The founder of video conferencing platform Zoom has apologised for “falling short of the community’s privacy and security expectations” amid growing controversies that have dampened the company’s explosion in popularity due to the COVID-19 pandemic.
With much of the world’s workforce now working from home due to the ongoing coronavirus crisis, usage of Zoom has skyrocketed in recent weeks.
According to the company, as of the end of last year, the maximum number of daily meeting participants on Zoom was about 10 million.
In March of this year alone, there were 200 million daily meeting participants.
Zoom’s technology is now also used by over 90,000 schools across 20 countries.
But this vast increase in popularity has led to an increase in scrutiny on the company’s policies, specifically around its data security and encryption.
Zoom has faced criticism recently for its data-sharing policies with Facebook, “misleading” claims over encryption and the platform’s susceptibility to ‘zoombombing’.
The New York Attorney-General recently launched an investigation into Zoom’s data privacy and security practices, questioning the company’s response to identified vulnerabilities and flaws, saying they could “enable malicious third parties to, among other things, gain surreptitious access to consumer webcams”.
In a lengthy statement, Zoom CEO and founder Eric Yuan has issued a mea culpa for these controversies, and promised that the company will better protect privacy in the future.
“We recognise that we have fallen short of the community’s – and our own – privacy and security expectations,” Yuan said.
“For that, I am deeply sorry.”
To combat the growing issues, Zoom will be freezing all future features to focus its resources on trust, safety and privacy, conducting a comprehensive review with third-party experts, preparing a transparency report, improving its bug bounty program and launching a new CISO council.
“We appreciate the scrutiny and questions we have been getting – about how the service works, about our infrastructure and capacity, and about our privacy and security policies,” Yuan said.
“These are the questions that will make Zoom better, both as a company and for all its users. We take them extremely seriously.
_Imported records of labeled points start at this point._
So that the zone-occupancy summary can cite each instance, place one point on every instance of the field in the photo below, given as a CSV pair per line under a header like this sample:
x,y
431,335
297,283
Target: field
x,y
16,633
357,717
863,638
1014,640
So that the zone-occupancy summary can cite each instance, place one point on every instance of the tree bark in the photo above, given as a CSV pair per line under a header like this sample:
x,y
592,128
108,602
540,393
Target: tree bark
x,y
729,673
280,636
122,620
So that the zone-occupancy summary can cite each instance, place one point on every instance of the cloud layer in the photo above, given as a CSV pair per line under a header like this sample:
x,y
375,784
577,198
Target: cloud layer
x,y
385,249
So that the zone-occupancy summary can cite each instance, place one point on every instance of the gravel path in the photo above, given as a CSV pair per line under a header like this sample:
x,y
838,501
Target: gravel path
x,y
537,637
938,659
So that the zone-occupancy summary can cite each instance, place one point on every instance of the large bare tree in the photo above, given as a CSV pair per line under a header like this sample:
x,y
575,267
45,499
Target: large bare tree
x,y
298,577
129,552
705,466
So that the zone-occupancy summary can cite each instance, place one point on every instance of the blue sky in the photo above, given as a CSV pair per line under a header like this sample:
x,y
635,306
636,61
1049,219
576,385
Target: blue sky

“We are looking into each and every one of them and addressing them as expeditiously as we can.
“We are committed to learning from them and doing better in the future.”
Zoom was originally built for large enterprise customers, and the platform wasn't ready for such a large influx in users, Yuan said.
“We did not design the product with the foresight that, in a matter of weeks, every person in the world would suddenly be working, studying and socialising from home,” he said.
“We now have a much broader set of users who are utilising our product in a myriad of unexpected ways, presenting us with challenges we did not anticipate when the platform was conceived.”
A recent report revealed that Zoom does not provide end-to-end encryption, despite the company claiming that it did.
The company has now published a separate statement “acknowledging and apologising for the confusion”.
“While we never intended to deceive any of our customers, we recognise that there is a discrepancy between the commonly accepted definition of end-to-end encryption and how we were using it,” Yuan said.
Meetings held on Zoom where all participants are using the Zoom app will be fully encrypted, with no contact with the servers or company employees, but other meetings are not.
“Zoom has never built a mechanism to decrypt live meetings for lawful intercept purposes, nor do we have means to insert our employees or others into meetings without being reflected in the participant list,” the post read.